To understand the biology of these proteins and their role in human disease, we have created mouse gene knockouts for methyl-CpG binding domain (MBD) proteins and identified cases of gene misregulation that can be attributed to the absence of one of these proteins. For example, efficient repression of the Xist gene on the active X chromosome and of exocrine pancreatic enzyme genes in the mouse colon requires MBD2. Interestingly, despite their common DNA binding sites, these proteins apparently do not substitute for one another. Thus, it seems that the bona fide target genes regulated by each methyl-CpG binding protein are distinct. Our work has begun to reveal the molecular basis for this specificity by establishing significant DNA preferences in addition to the requirement for methyl-CpG.

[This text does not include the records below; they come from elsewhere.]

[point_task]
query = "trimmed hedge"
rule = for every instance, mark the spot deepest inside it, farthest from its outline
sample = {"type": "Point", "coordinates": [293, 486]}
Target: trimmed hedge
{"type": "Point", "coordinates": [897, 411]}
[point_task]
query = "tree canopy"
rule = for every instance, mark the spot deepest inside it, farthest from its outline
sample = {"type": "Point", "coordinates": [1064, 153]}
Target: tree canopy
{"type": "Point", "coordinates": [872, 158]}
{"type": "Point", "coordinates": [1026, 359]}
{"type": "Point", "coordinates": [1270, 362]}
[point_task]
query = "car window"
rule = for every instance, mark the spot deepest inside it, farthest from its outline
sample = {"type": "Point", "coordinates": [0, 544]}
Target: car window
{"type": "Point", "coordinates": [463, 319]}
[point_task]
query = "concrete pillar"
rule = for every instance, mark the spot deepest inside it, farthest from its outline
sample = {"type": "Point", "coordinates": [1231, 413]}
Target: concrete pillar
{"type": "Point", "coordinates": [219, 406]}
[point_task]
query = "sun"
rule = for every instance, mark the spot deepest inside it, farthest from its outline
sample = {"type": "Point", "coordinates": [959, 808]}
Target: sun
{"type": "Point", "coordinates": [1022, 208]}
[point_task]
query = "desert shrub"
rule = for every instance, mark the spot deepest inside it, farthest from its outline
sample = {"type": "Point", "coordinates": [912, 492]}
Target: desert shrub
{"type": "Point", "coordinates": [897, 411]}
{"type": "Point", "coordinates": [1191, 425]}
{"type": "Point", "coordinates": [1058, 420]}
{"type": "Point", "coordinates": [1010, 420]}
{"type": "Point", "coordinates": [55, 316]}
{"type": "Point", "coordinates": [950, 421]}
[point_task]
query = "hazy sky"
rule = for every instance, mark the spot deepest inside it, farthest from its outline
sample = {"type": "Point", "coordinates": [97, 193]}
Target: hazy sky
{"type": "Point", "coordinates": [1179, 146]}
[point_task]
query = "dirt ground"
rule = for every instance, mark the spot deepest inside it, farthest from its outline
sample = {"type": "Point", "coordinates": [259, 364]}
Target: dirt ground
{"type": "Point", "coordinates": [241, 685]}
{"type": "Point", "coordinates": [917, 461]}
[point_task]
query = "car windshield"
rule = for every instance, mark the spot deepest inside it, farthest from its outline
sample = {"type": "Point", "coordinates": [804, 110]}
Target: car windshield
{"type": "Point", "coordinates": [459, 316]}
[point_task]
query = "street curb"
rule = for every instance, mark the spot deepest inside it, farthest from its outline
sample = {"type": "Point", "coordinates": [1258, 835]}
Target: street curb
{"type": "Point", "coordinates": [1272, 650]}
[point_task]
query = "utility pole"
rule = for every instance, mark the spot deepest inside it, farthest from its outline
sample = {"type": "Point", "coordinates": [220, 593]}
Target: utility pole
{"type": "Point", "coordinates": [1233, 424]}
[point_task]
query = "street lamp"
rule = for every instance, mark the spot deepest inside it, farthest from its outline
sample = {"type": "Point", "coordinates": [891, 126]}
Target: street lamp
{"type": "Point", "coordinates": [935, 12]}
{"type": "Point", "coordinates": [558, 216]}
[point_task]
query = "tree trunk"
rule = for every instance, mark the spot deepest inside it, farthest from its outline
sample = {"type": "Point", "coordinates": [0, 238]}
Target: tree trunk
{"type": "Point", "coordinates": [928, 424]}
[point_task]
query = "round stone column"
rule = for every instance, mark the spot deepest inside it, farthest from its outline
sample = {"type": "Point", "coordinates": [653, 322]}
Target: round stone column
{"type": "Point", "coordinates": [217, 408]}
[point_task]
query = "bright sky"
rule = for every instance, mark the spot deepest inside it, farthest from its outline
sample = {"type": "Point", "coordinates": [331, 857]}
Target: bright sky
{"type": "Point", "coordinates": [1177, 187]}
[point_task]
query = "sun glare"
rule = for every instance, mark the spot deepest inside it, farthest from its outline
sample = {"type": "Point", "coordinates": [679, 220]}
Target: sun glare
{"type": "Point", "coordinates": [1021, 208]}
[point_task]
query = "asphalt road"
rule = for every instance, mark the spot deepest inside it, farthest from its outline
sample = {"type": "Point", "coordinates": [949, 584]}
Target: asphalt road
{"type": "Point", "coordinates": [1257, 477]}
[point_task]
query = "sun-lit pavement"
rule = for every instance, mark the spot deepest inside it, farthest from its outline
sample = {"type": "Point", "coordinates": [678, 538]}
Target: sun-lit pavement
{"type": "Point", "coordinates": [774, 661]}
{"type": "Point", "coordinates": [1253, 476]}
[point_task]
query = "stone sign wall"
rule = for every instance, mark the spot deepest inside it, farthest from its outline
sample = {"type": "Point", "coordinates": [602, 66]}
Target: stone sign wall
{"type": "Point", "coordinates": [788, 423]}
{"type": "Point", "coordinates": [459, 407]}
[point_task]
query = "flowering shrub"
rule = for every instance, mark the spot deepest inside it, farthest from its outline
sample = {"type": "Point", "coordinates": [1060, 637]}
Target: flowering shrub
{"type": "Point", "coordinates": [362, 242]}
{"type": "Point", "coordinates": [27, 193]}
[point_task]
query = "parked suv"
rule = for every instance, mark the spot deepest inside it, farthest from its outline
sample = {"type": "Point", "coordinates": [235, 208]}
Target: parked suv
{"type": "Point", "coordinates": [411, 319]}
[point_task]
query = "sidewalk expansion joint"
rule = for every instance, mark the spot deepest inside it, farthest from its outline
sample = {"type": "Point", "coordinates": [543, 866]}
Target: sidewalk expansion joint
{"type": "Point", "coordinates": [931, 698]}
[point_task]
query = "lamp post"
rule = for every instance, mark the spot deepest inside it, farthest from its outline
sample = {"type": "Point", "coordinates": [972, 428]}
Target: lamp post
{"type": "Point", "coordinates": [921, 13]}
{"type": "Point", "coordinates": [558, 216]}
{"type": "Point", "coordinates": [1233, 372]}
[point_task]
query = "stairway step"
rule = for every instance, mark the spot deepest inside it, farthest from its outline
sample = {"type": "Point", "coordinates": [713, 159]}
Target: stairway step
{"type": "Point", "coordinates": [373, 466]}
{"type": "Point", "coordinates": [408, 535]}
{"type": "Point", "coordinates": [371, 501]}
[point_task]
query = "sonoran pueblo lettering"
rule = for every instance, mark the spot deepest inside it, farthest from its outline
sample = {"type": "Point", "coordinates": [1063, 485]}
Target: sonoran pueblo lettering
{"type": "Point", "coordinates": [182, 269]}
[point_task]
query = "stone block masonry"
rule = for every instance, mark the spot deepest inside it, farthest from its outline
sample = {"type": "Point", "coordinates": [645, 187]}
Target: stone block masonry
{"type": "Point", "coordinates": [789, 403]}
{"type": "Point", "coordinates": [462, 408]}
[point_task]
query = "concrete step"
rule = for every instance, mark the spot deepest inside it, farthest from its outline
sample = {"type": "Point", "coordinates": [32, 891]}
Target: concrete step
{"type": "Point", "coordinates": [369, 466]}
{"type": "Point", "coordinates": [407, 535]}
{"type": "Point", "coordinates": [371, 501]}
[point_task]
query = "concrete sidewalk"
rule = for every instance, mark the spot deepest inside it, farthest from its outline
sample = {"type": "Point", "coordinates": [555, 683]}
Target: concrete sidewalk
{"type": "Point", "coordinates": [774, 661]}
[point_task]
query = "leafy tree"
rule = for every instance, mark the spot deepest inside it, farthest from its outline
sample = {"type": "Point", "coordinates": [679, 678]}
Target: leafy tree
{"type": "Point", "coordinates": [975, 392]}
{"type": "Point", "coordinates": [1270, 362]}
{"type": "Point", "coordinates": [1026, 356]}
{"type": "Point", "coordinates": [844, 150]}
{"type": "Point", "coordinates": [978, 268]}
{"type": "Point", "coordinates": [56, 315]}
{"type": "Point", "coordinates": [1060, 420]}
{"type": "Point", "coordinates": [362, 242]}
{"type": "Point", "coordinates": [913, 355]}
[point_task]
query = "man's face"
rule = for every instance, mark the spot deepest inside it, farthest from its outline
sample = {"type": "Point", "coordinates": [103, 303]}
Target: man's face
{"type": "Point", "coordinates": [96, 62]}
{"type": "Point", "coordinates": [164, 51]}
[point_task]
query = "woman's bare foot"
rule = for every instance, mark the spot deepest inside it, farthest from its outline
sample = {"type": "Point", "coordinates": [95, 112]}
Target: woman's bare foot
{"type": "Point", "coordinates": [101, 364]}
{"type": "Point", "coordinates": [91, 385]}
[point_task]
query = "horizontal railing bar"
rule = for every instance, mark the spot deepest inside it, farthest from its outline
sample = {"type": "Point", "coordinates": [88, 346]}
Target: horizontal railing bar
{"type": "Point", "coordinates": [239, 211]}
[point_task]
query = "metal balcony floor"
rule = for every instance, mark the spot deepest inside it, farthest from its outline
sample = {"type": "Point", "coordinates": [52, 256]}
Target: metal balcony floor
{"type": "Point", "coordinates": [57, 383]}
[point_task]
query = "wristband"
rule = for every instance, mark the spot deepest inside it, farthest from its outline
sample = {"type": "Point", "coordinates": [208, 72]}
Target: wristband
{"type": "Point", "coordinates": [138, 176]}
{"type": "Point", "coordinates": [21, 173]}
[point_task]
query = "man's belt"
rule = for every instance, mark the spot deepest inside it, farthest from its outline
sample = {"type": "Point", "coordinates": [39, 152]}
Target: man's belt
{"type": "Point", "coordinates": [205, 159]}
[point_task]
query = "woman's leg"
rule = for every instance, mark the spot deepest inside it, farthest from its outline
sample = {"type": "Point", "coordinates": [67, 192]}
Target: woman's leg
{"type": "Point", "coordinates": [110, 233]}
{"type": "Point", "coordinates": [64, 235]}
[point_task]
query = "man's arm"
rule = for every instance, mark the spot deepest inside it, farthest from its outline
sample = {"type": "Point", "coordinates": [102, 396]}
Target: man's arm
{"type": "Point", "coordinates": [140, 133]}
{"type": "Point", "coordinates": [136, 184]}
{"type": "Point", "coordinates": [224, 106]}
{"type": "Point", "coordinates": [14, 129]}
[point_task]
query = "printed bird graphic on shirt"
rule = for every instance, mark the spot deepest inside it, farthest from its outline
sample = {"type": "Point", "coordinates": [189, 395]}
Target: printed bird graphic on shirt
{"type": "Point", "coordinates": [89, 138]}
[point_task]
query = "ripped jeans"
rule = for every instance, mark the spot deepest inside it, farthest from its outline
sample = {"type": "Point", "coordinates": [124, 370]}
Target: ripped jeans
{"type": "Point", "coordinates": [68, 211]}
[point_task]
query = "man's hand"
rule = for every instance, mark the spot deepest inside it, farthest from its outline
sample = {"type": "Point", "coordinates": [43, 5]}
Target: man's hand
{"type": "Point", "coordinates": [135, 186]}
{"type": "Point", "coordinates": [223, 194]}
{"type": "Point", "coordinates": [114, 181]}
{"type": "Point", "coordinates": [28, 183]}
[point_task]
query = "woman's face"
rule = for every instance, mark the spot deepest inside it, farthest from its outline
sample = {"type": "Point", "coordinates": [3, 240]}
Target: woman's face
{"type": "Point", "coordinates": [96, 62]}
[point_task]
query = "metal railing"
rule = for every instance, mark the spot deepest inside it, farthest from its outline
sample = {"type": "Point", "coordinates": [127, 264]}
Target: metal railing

The MBD protein MECP2 is of particular interest as mutations affecting its gene are the primary cause of Rett Syndrome, which is the most common inherited form of mental retardation affecting human females. Delayed-onset symptoms include developmental delay, loss of purposeful limb use, and breathing abnormalities. As there is no obvious neurodegeneration in postmortem brains of RTT patients, the question of reversibility arises and is of obvious relevance for therapeutic approaches to RTT. We earlier created a mouse model for RTT that lacks an intact Mecp2 gene and mimics several features of the disorder, including late onset. Using a mouse with an Mecp2 allele that can be conditionally activated, we asked whether neuronal defects can be rectified if MeCP2 is provided de novo after abnormal neuronal morphology and symptoms have arisen. The results demonstrate that most or all symptoms are in fact reversible. In addition, a deficit in long-term potentiation in the hippocampus is abolished by late reintroduction of MeCP2. These findings have obvious implications for future therapeutic approaches to this disorder and they raise the possibility that MeCP2 is required to maintain gene expression programs in mature neurons.